Note how, in this chart by the Board of Governors of the Fed, delinquencies of C&I loans start rising before recessions (shaded areas). I added the red marks to point out where we stand in relationship to the Lehman moment:
Business loan delinquencies are a leading indicator of big economic trouble. They begin to rise at the end of the credit cycle, on loans that were made in good times by over-eager loan officers with the encouragement of the Fed. But suddenly, the weight of this debt poses a major problem for borrowers whose sales, instead of soaring as projected during good times, may be shrinking, and whose expenses may be rising, and there’s no money left to service the loan.
The loan officer, feeling the hot breath of regulators on his neck, and seeing the Fed fiddle with the rate button, refuses to “extend and pretend,” as the time-honored banking practice is called of kicking the can down the road in good times.
If delinquencies are not cured within a specified time, they’re removed from the delinquency basket and dropped into the default basket.
When defaults are not cured within a specified time, the bank deems a portion or all of the loan balance uncollectible and writes it off, therefore moving it out of the default basket into the write-off basket.

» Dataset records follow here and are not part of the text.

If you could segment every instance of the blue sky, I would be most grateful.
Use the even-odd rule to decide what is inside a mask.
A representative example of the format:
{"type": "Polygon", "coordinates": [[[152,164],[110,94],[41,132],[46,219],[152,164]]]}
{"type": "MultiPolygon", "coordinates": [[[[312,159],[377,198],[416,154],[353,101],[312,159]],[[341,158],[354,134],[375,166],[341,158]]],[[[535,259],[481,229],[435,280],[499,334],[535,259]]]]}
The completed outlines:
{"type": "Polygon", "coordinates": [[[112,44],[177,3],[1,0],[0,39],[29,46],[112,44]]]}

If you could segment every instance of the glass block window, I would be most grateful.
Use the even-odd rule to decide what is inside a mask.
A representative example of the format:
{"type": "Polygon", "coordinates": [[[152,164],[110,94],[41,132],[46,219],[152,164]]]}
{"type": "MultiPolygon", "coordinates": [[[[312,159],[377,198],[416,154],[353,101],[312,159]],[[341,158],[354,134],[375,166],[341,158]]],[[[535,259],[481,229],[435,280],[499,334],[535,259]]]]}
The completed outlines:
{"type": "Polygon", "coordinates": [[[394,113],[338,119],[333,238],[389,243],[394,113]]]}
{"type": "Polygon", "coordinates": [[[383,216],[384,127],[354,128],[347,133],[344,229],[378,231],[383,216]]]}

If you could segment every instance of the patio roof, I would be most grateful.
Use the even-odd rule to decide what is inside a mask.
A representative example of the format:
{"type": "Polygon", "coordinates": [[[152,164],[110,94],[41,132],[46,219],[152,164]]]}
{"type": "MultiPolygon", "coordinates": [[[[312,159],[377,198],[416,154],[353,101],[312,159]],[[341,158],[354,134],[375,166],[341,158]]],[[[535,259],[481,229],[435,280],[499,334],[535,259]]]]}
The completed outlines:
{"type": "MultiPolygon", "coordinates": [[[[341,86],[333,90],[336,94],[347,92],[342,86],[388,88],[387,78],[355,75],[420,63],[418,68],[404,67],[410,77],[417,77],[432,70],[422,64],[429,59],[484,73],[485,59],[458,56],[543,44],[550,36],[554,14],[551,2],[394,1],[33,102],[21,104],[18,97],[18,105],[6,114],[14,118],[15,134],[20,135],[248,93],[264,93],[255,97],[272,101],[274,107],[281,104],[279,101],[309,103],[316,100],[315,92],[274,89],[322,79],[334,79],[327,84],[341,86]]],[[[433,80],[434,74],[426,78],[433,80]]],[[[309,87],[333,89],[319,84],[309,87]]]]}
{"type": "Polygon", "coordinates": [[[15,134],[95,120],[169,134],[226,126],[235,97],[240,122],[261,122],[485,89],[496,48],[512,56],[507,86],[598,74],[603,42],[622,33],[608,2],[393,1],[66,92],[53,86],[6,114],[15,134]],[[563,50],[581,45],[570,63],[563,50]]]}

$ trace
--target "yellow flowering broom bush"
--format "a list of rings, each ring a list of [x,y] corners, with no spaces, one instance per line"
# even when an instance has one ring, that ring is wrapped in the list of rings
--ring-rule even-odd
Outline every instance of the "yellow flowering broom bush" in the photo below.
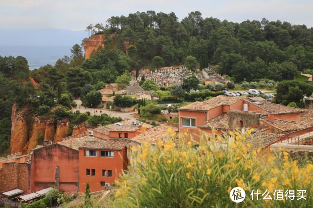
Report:
[[[253,150],[251,130],[222,136],[202,133],[200,142],[189,141],[186,132],[154,145],[133,147],[128,171],[117,181],[110,202],[112,207],[309,207],[313,205],[313,165],[299,168],[283,149],[278,154]],[[210,141],[208,139],[210,138]],[[236,204],[229,193],[239,187],[246,199]],[[250,193],[257,190],[258,200]],[[272,200],[262,194],[268,190]],[[275,190],[284,191],[274,200]],[[293,200],[285,192],[294,190]],[[306,190],[307,200],[297,200],[297,190]]]

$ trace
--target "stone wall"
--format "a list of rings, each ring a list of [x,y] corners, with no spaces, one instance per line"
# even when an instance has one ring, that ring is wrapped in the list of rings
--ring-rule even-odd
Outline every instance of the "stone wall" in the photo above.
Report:
[[[169,121],[174,118],[178,117],[178,113],[162,113],[162,115],[163,117],[164,117],[167,120]]]
[[[258,114],[248,112],[229,111],[228,126],[230,128],[241,128],[241,121],[244,127],[259,125]]]
[[[17,188],[27,193],[27,163],[3,164],[0,169],[0,191]]]

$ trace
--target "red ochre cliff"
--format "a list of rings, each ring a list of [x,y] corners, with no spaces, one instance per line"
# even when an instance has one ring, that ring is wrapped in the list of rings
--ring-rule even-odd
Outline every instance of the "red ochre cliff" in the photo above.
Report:
[[[79,125],[75,125],[73,127],[73,132],[72,135],[75,134],[78,134],[85,131],[91,130],[93,128],[96,128],[97,126],[86,126],[85,123],[83,123]]]
[[[85,58],[88,59],[90,58],[90,55],[94,50],[97,50],[99,46],[106,46],[106,40],[107,38],[109,37],[113,39],[116,37],[116,34],[111,34],[109,35],[104,34],[97,34],[91,36],[89,38],[86,39],[84,41],[84,48],[85,49]],[[114,40],[112,47],[114,48]],[[124,41],[124,46],[126,49],[126,54],[128,54],[128,48],[130,45],[128,41]]]
[[[51,117],[48,119],[44,119],[35,116],[32,128],[29,134],[30,136],[28,140],[26,153],[29,154],[37,145],[42,145],[44,140],[51,141],[51,137],[53,138],[54,134],[54,127]],[[46,138],[45,137],[45,136]]]
[[[17,111],[16,104],[12,107],[11,154],[18,152],[28,154],[37,145],[42,145],[44,140],[55,143],[61,141],[68,136],[69,128],[68,120],[58,121],[55,129],[52,115],[45,117],[30,115],[27,113],[27,110],[23,108]]]
[[[54,135],[53,143],[61,142],[62,139],[66,137],[69,129],[69,121],[67,119],[58,121],[57,124],[57,130]]]
[[[22,112],[17,112],[17,104],[12,108],[11,130],[11,153],[23,152],[28,141],[28,129],[26,117]]]

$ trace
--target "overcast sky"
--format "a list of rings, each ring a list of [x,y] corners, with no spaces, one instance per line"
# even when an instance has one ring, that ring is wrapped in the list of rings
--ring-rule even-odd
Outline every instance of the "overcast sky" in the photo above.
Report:
[[[179,21],[199,11],[203,18],[241,22],[265,17],[310,27],[313,9],[312,0],[0,0],[0,28],[83,30],[112,16],[147,10],[173,11]]]

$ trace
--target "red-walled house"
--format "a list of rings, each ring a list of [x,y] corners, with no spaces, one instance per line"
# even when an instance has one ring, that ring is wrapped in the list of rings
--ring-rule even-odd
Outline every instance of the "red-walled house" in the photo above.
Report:
[[[79,149],[79,190],[104,190],[116,180],[129,165],[128,146],[131,141],[110,139],[102,142],[86,141]]]
[[[260,132],[285,134],[313,125],[302,119],[310,112],[245,97],[219,96],[179,109],[179,131],[197,139],[200,130],[217,134],[228,129],[253,127]]]
[[[86,136],[32,150],[28,162],[28,192],[51,187],[67,192],[77,193],[79,178],[78,147],[86,141],[103,140]]]
[[[89,131],[94,136],[104,139],[110,138],[131,139],[152,127],[151,125],[133,119],[109,124]]]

That’s why the delinquency basket doesn’t get very large – loans don’t stay in it very long.
And farmers are having trouble.
Slumping prices of agricultural commodities have done a job on farmers, many of whom are good-sized enterprises. Farmland is also owned by investors, including hedge funds, who’ve piled into it during the boom, powered by the meme that land prices would soar for all times because humans will always need food. Then they leased the land to growers.
Now there are reports that farmland, in Illinois for example, goes through auctions at prices that are 20% or even 30% below where they’d been a year ago. Land prices are adjusting to lower farm incomes, which are lower because commodity prices have plunged. (However, top farmland still fetches a good price.)

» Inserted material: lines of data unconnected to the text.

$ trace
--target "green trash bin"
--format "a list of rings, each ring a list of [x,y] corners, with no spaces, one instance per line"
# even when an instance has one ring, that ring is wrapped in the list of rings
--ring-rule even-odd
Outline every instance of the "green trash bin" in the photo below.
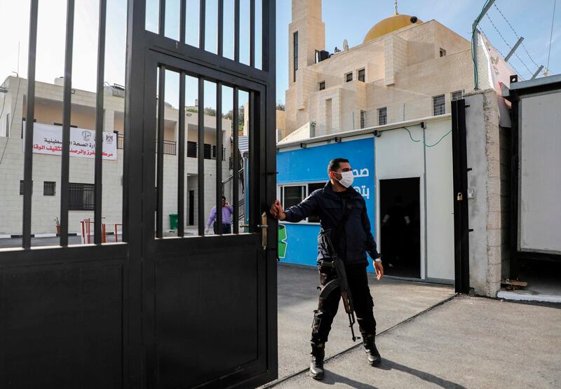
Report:
[[[170,214],[170,229],[177,229],[177,214],[176,213]]]

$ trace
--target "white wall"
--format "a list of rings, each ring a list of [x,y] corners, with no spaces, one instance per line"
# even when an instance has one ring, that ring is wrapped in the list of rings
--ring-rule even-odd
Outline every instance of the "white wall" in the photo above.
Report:
[[[428,145],[436,143],[450,130],[451,126],[450,116],[428,122],[426,143]],[[419,125],[407,128],[414,139],[423,139],[423,130]],[[421,276],[452,280],[454,214],[450,134],[437,146],[426,148],[422,142],[412,141],[405,130],[391,130],[375,138],[374,145],[377,214],[380,212],[381,179],[419,177]],[[379,217],[377,218],[376,225],[379,242]],[[384,247],[381,246],[380,250],[383,253]]]
[[[561,254],[561,92],[520,100],[519,248]]]

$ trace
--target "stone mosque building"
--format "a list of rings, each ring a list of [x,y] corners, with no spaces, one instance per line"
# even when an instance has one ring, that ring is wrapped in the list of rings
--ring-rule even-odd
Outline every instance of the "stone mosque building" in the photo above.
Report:
[[[436,20],[400,14],[396,5],[361,44],[345,41],[330,53],[321,7],[292,0],[282,141],[450,113],[450,101],[473,89],[471,43]]]

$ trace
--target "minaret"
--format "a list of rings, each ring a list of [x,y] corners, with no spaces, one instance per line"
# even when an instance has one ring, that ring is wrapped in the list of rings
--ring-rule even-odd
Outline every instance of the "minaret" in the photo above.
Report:
[[[325,50],[325,23],[321,20],[321,0],[292,0],[292,22],[288,26],[288,44],[290,85],[295,81],[296,69],[313,64],[316,51]],[[297,53],[295,53],[295,46],[298,48]]]

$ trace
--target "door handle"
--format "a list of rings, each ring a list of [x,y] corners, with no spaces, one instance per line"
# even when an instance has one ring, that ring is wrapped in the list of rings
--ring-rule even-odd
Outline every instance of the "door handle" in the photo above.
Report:
[[[249,227],[249,224],[240,224],[241,228],[248,228]],[[266,212],[263,212],[261,214],[261,224],[257,224],[257,228],[261,228],[261,247],[263,250],[266,250],[267,228],[269,228],[269,224],[267,224]]]
[[[257,226],[259,228],[261,228],[261,247],[263,250],[266,250],[267,248],[267,227],[269,225],[267,224],[267,214],[266,212],[263,212],[261,214],[261,224]]]

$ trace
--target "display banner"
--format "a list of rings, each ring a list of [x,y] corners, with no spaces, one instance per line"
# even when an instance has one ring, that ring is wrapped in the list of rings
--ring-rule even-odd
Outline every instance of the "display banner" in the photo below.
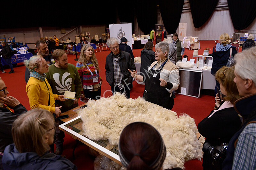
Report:
[[[183,40],[183,38],[187,34],[187,23],[180,23],[179,24],[179,39]]]
[[[119,43],[122,37],[128,40],[127,45],[132,50],[132,23],[115,24],[109,25],[109,33],[110,37],[116,37],[119,40]]]
[[[156,25],[156,43],[157,44],[162,40],[162,31],[164,31],[164,24]]]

Now delinquencies of farmland loans and agricultural loans are sending serious warning signals. These delinquencies don’t hit the megabanks. They hit smaller specialized farm lenders.
Delinquencies of farmland loans jumped 37% from $1.19 billion in Q3 2015 to $1.64 billion in Q1 this year, the vast majority of it in the last quarter (chart by the Board of Governors of the Fed):
Delinquencies of agricultural loans spiked 108% in just two quarters to $1.05 billion in Q1. On the way up during the financial crisis, they’d shot past that level during Q1 2009:
Bad loans are made in good times — the oldest banking rule. “Good times” may not be a good economy, but one when rates are low and commercial loan officers are desperate to bring in some interest income.
With a wink and a nod, they extend loans to businesses that look good for the moment. That has been the case ever since the Fed repressed interest rates during the Financial Crisis. A lot of bad loans were made during those “good times,” precisely as the Fed had encouraged them to do. And these loans are now coming home to roost.
One of the big indicators of the end of the “credit cycle” is the number of bankruptcies. During good times, so earlier in the credit cycle, companies borrow money. Lured by low interest rates and rosy-scenario rhetoric, they borrow even more. Then reality sets in.